Vuelta a la normalidad

Dejando de lado toda la agitación y el espectáculo, la ola republicana de 2010 es, simplemente, el retorno de la normalidad. La marea vino y se fue. El país, de centro-derecha, ha vuelto a poner las cosas en su sitio: en el mapa político se ve un mar interior de color rojo republicano rodeado de costas azul demócrata, color que también se impone en zonas con alta concentración étnica o urbana.


	Dejando de lado toda la agitación y el espectáculo, la ola republicana de 2010 es, simplemente, el retorno de la normalidad. La marea vino y se fue. El país, de centro-derecha, ha vuelto a poner las cosas en su sitio: en el mapa político se ve un mar interior de color rojo republicano rodeado de costas azul demócrata, color que también se impone en zonas con alta concentración étnica o urbana.

La ola roja de 2010 no ha hecho sino anular la ola azul de 2006-2008, cuando los demócratas se hicieron con 54 escaños en la Cámara de Representantes (los mismos que cosechó la ola antidemócrata de 1994).
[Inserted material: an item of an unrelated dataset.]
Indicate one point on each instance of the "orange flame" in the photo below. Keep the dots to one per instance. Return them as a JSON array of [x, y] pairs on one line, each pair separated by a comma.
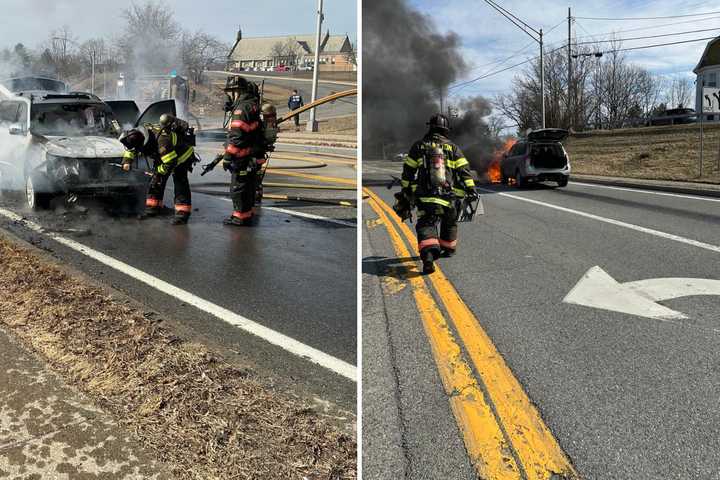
[[493, 171]]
Los demócratas han devuelto lo que habían tomado... y diez escaños más de propina.

La sabiduría convencional dice que estos vaivenes son algo novedoso, exótico, muy moderno, relacionado con los nuevos medios de comunicación, la mayor caducidad de la información, el frenesí de internet y una opinión pública muy poco paciente con los políticos. O, alternativamente, que se trata de un reflejo de una realidad donde cada vez hay menos fans de un partido y más votantes independientes.

Tonterías.

En 1946, cuando la lealtad al partido era mucho más fuerte y la televisión era prácticamente desconocida, los republicanos se hicieron con 56 escaños en la Cámara... y perdieron 75 en las siguientes elecciones. Las olas vienen. Las olas van. La república permanece.
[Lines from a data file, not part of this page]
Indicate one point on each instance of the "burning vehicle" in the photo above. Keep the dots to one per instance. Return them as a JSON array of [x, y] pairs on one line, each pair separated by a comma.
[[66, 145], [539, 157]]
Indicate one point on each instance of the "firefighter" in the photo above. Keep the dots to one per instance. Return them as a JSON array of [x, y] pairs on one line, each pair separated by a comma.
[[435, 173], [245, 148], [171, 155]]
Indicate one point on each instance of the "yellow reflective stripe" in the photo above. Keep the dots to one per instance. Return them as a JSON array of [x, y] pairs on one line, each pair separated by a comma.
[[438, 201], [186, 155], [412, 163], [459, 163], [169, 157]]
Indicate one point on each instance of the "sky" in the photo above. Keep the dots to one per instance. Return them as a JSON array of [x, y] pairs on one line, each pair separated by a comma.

Los últimos dos vuelcos fueron consecuencia de acontecimientos históricos bastante chocantes. El batacazo republicano de 2006 fue producto, en gran medida, del desencanto y la cuasi desesperación generados por una guerra extenuante que parecía perdida. Y las elecciones de 2008 se produjeron sólo unas semanas después de la peor catástrofe financiera en ocho décadas.
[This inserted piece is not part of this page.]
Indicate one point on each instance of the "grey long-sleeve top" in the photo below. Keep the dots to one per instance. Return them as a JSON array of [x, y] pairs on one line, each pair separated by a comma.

De igual forma, el vuelco republicano de 2010 ha sido una reacción a otro hecho abracadabrante: un partido en el poder que malinterpreta de forma garrafal el mandato que ha recibido y somete un país reacio a un experimento hiper-progresista durante dos años.

La formidable reestructuración pública del sistema sanitario. Un paquete de estímulo de más de 800.000 millones de dólares que no ha conseguido frenar el paro. Una legislación sobre emisiones de gases de efecto invernadero vilipendiada fuera de los enclaves progres de ambas costas, engolfados en su farisaico lujo ecologista; tan vilipendiada, que el candidato demócrata al Senado por Virginia Occidental le metió una bala en un anuncio de televisión. Ganó, y por mucho, el demócrata de marras.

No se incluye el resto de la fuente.